Canada helped create NATO, even if France, Germany and Italy are acting in a craven manner we ought to do all we can to help NATO succeed, or, at the very least, if NATO must fail, to prevent ignoble defeat.

Canada is a rich country, but Canadians are, usually, reluctant to send their hard earned money overseas to people who are, too often, ungrateful and corrupt. In a counterinsurgency campaign we need the national government to screw up its courage and face down the spendthrifts and make more and more aid money available to make the 3D (Diplomacy, Defence and Development) strategy work as designed. We will have more to say on this matter in a future article.

Jeffery Simpson says that “Canada cannot stay [in Afghanistan] with any reasonable assurance of success.” The Ruxted Group does not agree. The situation in Afghanistan is difficult; there is no question about that, but we have been in difficulties before and we have fought our way to victory. Counterinsurgency warfare is difficult and, for Canada, foreign, but counterinsurgency campaigns can be won – we know this because they have been won. Canadian soldiers are more than just “brave and skilled,” they are also smart and adaptable. They know how to learn to fight and win.
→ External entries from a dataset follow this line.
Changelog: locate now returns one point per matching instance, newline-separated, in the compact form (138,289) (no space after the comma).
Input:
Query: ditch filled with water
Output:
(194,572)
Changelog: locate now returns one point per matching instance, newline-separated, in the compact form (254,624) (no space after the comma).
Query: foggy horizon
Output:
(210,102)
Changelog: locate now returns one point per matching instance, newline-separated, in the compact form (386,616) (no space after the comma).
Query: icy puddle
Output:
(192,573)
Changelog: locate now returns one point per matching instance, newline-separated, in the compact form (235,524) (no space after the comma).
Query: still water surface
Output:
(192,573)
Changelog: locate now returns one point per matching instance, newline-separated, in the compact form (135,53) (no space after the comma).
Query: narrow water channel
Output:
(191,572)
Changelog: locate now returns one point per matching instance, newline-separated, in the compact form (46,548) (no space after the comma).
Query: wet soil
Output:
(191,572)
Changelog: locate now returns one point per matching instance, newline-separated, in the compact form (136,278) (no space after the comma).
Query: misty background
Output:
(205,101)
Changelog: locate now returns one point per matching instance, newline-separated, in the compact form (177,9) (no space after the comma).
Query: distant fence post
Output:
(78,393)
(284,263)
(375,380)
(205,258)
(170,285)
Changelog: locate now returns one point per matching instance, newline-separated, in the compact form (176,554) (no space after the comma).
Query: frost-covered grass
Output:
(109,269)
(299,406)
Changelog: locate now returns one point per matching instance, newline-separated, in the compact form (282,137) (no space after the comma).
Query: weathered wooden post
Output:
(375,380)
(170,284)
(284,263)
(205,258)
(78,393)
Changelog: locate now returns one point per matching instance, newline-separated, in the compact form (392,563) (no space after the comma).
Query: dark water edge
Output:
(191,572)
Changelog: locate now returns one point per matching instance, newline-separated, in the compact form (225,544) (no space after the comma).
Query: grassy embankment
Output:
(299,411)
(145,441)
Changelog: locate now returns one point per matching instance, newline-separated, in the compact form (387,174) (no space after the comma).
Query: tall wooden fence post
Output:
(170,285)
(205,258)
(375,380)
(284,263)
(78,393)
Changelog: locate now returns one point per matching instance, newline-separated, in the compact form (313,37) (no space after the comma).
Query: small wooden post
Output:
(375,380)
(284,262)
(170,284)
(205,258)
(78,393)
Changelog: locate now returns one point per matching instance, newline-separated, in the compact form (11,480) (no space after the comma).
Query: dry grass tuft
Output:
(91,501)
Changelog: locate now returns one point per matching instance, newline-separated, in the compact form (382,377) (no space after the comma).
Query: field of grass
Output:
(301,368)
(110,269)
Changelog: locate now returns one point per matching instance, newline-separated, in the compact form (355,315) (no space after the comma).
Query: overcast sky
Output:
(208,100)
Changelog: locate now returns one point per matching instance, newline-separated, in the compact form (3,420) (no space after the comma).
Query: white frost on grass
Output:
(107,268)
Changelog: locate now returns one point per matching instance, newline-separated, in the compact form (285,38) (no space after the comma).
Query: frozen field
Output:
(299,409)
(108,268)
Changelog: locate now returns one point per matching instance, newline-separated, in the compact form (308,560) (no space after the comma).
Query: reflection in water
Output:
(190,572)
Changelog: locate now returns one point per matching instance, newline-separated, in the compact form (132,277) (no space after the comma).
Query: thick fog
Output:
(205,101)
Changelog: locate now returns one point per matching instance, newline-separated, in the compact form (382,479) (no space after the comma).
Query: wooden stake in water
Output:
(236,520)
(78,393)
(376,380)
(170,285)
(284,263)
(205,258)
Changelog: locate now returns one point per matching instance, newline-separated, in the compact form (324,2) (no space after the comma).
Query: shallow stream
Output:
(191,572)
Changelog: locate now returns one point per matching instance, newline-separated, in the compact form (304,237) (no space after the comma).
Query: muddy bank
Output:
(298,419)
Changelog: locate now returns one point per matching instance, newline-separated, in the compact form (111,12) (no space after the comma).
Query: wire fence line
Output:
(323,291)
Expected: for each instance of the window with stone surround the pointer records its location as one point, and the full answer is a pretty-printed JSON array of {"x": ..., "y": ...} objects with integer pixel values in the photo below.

The Ruxted Group does agree fully with Jeffrey Simpson when he says: “Now there is no easy way out.” We urge Prime Minister Harper, after he is in receipt of the report from the Hon. John Manley’s commission, to commit us to fight and the long, tough, expensive and above all 3D counterinsurgency campaign. Forget about 2009; forget about 2011; focus on the victory conditions which The Ruxted Group offered to Mr. Manley and his colleagues.